Fundamentally, that’s what we’re talking about here – relationships. How you build them over time and how you balance short-term sales goals with the long-term need to nurture your customer relationships without abusing their time, attention and trust. This is the purview of every retention team. Every good retention manager spends half their time protecting the customer relationship by telling product teams “no” – “I know it’s three days until the end of the quarter and you’re behind on your target, but we’re not sending every customer a third email today to remind them that your product is for sale.” Using this language might fool some people into purchasing this time, but is could be at the risk of losing the customer’s trust.
When it comes to retention, trust is a vital factor that is often over-looked. It’s built through every touchpoint and interaction a customer has with the company, and although it can be slow to build, losing it can happen very quickly and easily.
Retention segmentation strategies
The tool retention teams use most to think about relationships at scale are segments. It is the most meaningfully useful way to interpret and act upon large amounts of first-party customer data.

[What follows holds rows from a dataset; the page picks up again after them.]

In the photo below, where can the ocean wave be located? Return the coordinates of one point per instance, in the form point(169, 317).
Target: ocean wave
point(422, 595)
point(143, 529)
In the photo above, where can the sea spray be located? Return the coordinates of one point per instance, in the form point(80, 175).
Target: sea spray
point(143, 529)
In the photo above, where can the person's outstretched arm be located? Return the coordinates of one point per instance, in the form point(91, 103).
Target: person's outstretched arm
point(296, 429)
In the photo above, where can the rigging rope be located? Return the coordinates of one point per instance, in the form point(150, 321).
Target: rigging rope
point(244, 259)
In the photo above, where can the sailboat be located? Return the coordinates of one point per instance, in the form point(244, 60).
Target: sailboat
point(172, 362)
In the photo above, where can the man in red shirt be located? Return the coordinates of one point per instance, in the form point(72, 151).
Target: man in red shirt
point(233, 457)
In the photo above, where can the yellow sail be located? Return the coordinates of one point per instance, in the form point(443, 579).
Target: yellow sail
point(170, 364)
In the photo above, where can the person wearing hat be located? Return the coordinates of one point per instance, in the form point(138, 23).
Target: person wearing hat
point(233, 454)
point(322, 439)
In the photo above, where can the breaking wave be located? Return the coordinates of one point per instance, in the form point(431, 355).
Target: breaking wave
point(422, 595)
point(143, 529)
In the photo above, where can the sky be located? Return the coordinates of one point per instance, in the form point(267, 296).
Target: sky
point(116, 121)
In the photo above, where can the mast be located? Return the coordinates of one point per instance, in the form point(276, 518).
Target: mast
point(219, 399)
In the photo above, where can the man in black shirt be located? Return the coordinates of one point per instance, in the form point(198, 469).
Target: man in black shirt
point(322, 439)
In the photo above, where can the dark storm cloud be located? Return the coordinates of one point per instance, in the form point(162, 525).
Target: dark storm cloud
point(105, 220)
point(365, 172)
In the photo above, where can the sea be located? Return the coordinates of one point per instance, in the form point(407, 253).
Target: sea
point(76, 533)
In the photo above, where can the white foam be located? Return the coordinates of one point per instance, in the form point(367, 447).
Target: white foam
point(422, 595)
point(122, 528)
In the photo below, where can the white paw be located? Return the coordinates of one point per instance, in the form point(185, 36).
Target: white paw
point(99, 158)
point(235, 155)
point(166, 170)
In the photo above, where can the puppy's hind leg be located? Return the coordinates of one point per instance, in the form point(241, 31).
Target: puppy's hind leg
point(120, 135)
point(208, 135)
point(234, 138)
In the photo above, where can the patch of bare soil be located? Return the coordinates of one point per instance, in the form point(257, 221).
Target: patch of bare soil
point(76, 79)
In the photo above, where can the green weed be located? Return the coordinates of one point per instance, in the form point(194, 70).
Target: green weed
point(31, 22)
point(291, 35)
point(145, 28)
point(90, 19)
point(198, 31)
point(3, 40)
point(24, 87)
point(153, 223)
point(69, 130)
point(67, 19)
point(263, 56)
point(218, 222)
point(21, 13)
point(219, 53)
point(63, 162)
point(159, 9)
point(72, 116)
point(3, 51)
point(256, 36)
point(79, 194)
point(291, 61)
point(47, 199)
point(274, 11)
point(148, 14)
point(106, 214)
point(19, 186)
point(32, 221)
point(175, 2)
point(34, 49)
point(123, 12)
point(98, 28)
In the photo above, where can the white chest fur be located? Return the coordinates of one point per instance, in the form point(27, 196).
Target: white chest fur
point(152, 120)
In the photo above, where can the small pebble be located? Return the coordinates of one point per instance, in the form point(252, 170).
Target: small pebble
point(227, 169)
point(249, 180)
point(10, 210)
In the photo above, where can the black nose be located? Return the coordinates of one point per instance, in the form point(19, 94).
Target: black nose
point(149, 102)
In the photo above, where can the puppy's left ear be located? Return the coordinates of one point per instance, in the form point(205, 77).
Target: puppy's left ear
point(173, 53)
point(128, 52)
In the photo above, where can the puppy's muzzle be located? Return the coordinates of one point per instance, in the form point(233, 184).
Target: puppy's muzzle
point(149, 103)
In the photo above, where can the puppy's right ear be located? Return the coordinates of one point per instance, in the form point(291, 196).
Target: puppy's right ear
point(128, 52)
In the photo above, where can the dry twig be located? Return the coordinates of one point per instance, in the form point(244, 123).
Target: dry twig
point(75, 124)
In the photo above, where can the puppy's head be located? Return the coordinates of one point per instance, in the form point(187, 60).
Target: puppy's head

Here are three key retention segmentation strategies that I think will be most valuable to apply to acquisition teams:
Trust-building and consent: Long before GDPR was in place, retention teams were building relationships based on opt-in consent and giving customers control over the channels and frequency of contact.
Know them deeply: Obviously not on an individual basis, but at a segment level knowing why your customers buy from you, what motivates them and what barriers might get in their way is key to unlocking growth. Start thinking about the market in terms of your internal segments, rather than by what media they consume or what things they like on Facebook.
Focus on lifetime value: That’s ultimately what we’re all trying to build, an engine that creates the most amount of value for and from a customer over the lifetime of your relationship with them.
Over the last decade, this retention mindset has been a quiet revolution at the heart of many businesses. Over the next decade, any business that implements a smart data strategy to increase lifetime value and manage customer relationships at scale, with consent and trust at its core, will be unstoppable.